Mesleğini kendi nam ve hesabına yürüten avukat ile ücret karşılığında bir özel hukuk tüzel kişisinin sürekli avukatlığını üslenen avukat arasında avukatlık mesleğine kabul, staj, baroya yazılma, hak ve ödevleri, tabi olduğu disiplin hükümleri gibi hiçbir alanda fark bulunmamakta ayrıca bu hizmetin hizmet akdi, istisna akdi veya vekalet akdiyle görülmesi hizmetin niteliğini değiştirmemektedir.
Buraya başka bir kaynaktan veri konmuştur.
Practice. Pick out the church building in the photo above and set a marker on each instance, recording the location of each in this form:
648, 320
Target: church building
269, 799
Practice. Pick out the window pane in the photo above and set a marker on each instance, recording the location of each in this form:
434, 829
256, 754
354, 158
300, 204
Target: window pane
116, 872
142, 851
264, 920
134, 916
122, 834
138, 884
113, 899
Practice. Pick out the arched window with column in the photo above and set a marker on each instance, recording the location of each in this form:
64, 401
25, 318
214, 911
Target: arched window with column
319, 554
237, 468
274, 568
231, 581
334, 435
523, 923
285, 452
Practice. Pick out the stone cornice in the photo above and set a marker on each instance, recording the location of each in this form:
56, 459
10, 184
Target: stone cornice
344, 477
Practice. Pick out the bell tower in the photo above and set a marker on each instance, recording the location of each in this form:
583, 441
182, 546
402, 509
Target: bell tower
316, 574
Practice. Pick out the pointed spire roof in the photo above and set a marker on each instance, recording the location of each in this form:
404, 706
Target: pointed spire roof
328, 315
Dolayısıyla aynı konumda olan yaptığı hizmet bakımından aynı hak ve yükümlülüklere sahip olan ve bu hizmeti sigortalı olarak ücret karşılığında yapmış olan memurun bu hizmetinin kademe ilerlemesi ve derece yükselmesinde esas alınmaması kanun önünde eşitlik ilkesine aykırıdır. Kanunun anılan maddesinde eksik düzenleme sözkonusudur ki bu eksik düzenleme ise eşitlik ilkesine aykırılık oluşturmaktadır. Anayasa Mahkemesi birçok kararında eksik düzenleme nedeniyle ilgili yasa hükümlerinin iptali yoluna gitmiştir. Örneğin, 1512 sayılı Noterlik Kanunu'nun 6. maddesine göre adli veya askeri hakimlik yahut savcılıklarına atanmış olanlar noterlik stajına tabi tutulmuyorlardı. Bir itiraz başvurusu sonucunda Anayasa Mahkemesi adli ve askeri yargı hakim ve savcıları noterlik stajına tabi tutulmazken idari yargı hakim ve savcılarının noterlik stajına tabi tutulmaları ile ilgili yasa kuralını incelemiş ve iptal etmiştir. (Any. Mah.nin 12.11.2002 tarih ve 2001/252, K.2002/152)

Eksik düzenleme niteliğinde olup eşitlik ilkesine aykırı bulunarak iptal edilen diğer bir kural, 506 sayılı Sosyal Sigortalar Kanunu 'nun EK-5. maddesinin l. fıkrasının IV numaralı bendinde yer alan "azotlu gübre ve şeker sanayinde " çalışanların 90 gün itibari hizmet süresinden yararlanmaları hükmüdür. Anayasa Mahkemesi, iptal kararının gerekçesinde itiraz konusu yasa kuralının ağır riskli ve sağlığa zararlı işlerde çalışan kişilere itibari hizmet süresinden yararlanmak amacıyla kabul edilmiş olduğu oysa bu nitelikteki işlerin sadece azotlu gübre ve şeker sanayinde bulunmadığı, diğer pek çok sanayi dalında da bu nitelikte işlerin mevcudiyetinin görülebileceği bu durumda itibari hizmet süresinden yararlanabilecekler belirlenirken yapılan işin niteliğinin dikkate alınmasının böylece hangi iş kolunda çalışıyor olursa olsun ağır, riskli ve sağlığa zararlı işleri yapan bütün sigortalıların bu olanaktan yararlanmalarını sağlayacak bir düzenlemeye gidilmesinin Anayasada öngörülen eşitlik ilkesinin gereği olduğu dolayısıyla aynı hukuksal durumda bulunanların farklı kurallara tabi tutulmasının eşitlik ilkesine aykırı olacağı sonucuna varılmıştır. (Any. Mah.nin 04.10.2006 tarih, E:2002/157, K: 2006/97)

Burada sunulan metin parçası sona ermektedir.